In this project, we are dedicated to sharing the software tools and component materials developed throughout our research journey. Beyond laboratory work, we have also actively engaged with communities, integrated synthetic biology education into public outreach, and promoted the concepts of sustainability.

In terms of component development, we took the CRISPR-Cas9 system as the technical core and the pJOE8999 plasmid as the vector backbone to successfully construct a dual-gRNA editing vector named pWLS. This vector can simultaneously express two gRNAs targeting the srf or itu gene clusters respectively, which significantly improves the knockout efficiency of large-fragment genes. Future iGEM teams can directly use this series of standardized components we constructed, eliminating the cost of repeated development.
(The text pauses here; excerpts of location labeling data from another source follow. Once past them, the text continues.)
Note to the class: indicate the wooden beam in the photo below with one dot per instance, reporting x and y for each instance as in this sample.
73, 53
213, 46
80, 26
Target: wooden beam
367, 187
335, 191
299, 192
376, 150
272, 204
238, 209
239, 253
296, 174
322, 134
In the aspect of experimental research, we clarified the regulatory roles of relA (positive regulation), cdaA (positive regulation) and cheB (negative regulation) genes in CLPs synthesis, proposed a regulatory model for CLPs synthesis, and screened out HMBY-106 (a mutant strain with strong antibacterial activity and high yield) as well as a more efficient relA-targeted mutant strain. These achievements not only provide key data for the research on the synthesis mechanism of CLPs, but also offer valuable insights and strategies for the industrial production and application of CLPs in the agricultural field in the future.

The software developed by the team serves as the core computational engine of this project, providing systematic acceleration for the strain optimization process. Through the rational design of COM domains and reprogramming of nonribosomal peptide synthetases (NRPS), the software significantly shortens the trial-and-error cycle of traditional experiments, enabling us to achieve quantifiable yield breakthroughs within a single research phase—with Fengycin production increased by 1.8-fold.

The precise predictive capability of the software platform concentrates experimental resources on the most promising genetic targets, which not only optimizes resource allocation efficiency but also greatly accelerates the overall research progress. As an open-source tool, this software transcends the scope of the project itself and delivers long-term reusable technical support to the synthetic biology community. Future iGEM teams can directly adopt the standardized workflow we established and apply it to various NRPS-related engineering projects, effectively lowering the project initiation threshold and time costs.

We have developed differentiated science popularization programs for diverse groups, including hearing-impaired children, kindergarteners, middle school students, college students, and international students, ensuring that every group has the opportunity to access and learn about synthetic biology, as well as experience the unique charm of iGEM (International Genetically Engineered Machine Competition).

Meanwhile, we have expanded the reach of our communication through multiple media channels: we reach a broad audience via radio stations and social media platforms, and deepen knowledge dissemination through offline interactive stalls and thematic lectures, comprehensively promoting the concepts of sustainable development. Furthermore, we have strengthened cooperation with universities, enterprises, and farmers, injecting more impetus into the sustainable advancement of the project through the university-industry-research collaboration model.